Title: Unsupervised Machine Learning for Application-specific Materials Search.
Presenter: Dr. Shehrin Sayed (UC Berkeley)
Abstract: Every year, many exciting scientific results get published in various journals from different disciplines. A particular material or a materials combination is often discussed in different contexts, and non-trivial connections among scientific results can get hidden within the overwhelmingly large published text. Recently, there has been a growing interest in natural language processing algorithms to bring the enormous scientific literature under the same umbrella.

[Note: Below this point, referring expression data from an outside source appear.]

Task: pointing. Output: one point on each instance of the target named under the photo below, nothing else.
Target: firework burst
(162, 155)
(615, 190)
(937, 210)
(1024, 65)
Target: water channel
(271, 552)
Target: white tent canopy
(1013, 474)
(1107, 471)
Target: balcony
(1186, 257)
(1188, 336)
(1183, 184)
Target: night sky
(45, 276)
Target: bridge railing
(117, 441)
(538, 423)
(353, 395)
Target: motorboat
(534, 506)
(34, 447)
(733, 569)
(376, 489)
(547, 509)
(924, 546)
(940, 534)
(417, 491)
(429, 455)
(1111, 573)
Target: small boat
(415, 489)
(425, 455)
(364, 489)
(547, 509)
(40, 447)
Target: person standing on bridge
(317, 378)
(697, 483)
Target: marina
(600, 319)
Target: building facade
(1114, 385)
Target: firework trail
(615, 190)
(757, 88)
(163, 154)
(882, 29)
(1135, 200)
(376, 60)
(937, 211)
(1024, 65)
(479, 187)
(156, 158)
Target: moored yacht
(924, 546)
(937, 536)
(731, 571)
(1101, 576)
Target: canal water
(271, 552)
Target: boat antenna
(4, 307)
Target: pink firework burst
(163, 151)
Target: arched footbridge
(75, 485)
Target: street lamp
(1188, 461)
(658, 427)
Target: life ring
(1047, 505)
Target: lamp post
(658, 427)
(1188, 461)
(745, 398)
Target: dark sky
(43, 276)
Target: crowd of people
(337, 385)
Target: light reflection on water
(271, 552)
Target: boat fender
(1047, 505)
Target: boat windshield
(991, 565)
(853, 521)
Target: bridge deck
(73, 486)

In this talk, I'll discuss a new approach using an unsupervised machine learning model that has been trained using unlabeled text collected from published scientific abstracts in materials science, physics, and engineering journals. The trained model encodes information into word embeddings or high-dimensional vectors, and the relationships among these embeddings reflect the knowledge on various materials properties, related phenomena, and applications. More interestingly, the model identified the intrinsic figure-of-merit of various materials for a particular phenomenon or application, just from the correlations of one word to the other words within the corpus used for training. The patterns identified from such correlations reasonably match the patterns obtained from experimental results. In addition, the model identified several new materials associated with a given phenomenon, not yet been studied in the field. Although the model applies to diverse topics, I'll show some examples of emerging magnetic and spintronic materials and phenomena.

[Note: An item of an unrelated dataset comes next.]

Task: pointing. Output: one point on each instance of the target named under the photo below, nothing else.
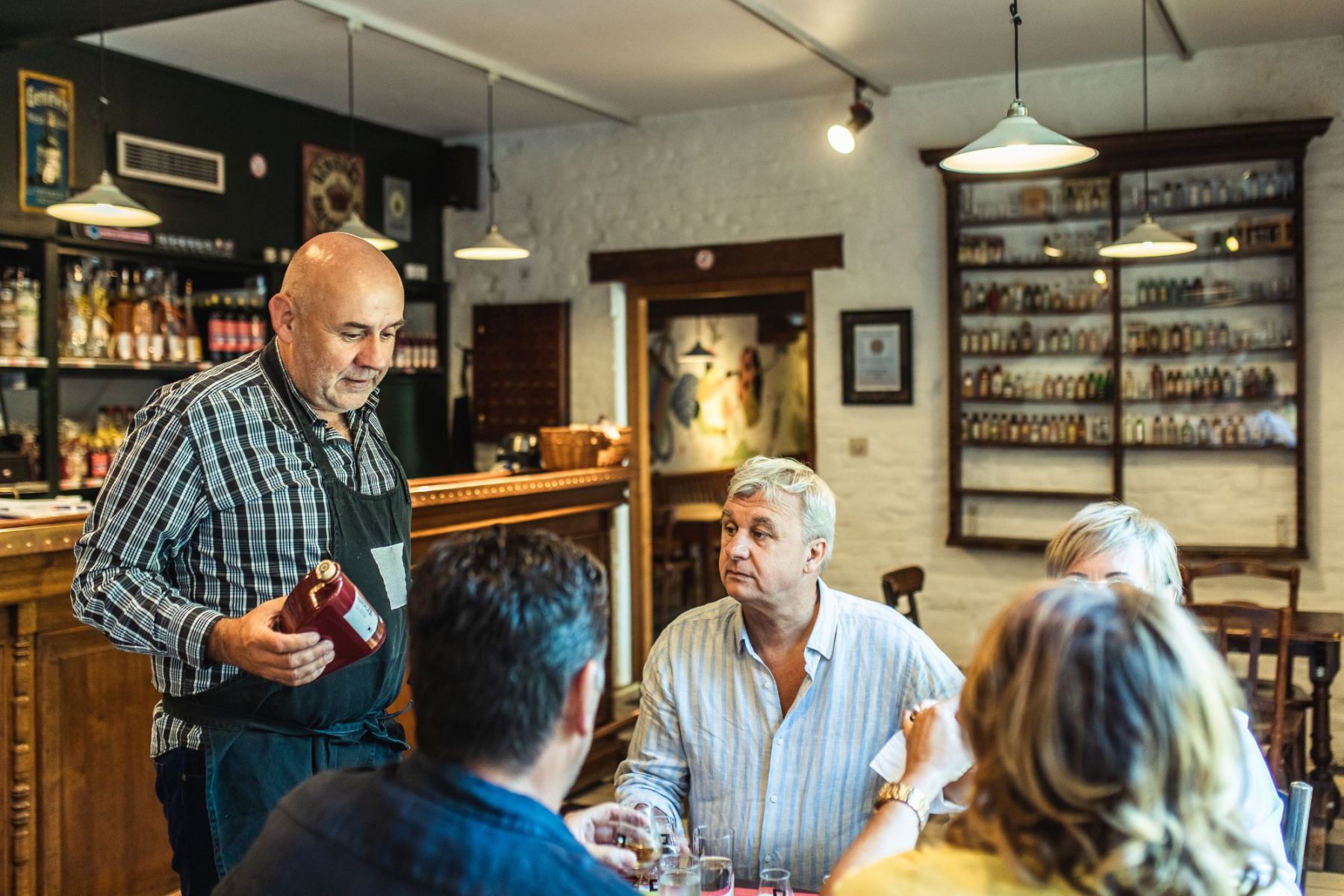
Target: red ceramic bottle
(329, 603)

Bio: Shehrin Sayed is a Postdoctoral Researcher in Professor Sayeef Salahuddin's group and is jointly affiliated with the Department of Electrical Engineering and Computer Sciences at the University of California-Berkeley and the Materials Sciences Division in Lawrence Berkeley National Laboratory. He received his Ph.D. in 2018 and M.Sc. in 2013 from the Department of Electrical and Computer Engineering at Purdue University. His Ph.D. dissertation received the 2018 award by Dimitris N. Chorafas foundation, characterized by its potential for practical application. His research focuses on developing efficient transport models and simulation frameworks that bridge emerging materials to novel device structures and analyze their performance within conventional circuits. His interest includes magnetic, spintronic, 2D, and quantum materials for significant improvements in nonvolatile memory and energy harvesting applications.
ASCENT task: 2776.021: Current Driven (Anti)Ferro-Magnetic Memory
This meeting is only available to the JUMP research community, such as Principal Investigators, Postdoc researchers, Students, and Industry/Government liaisons.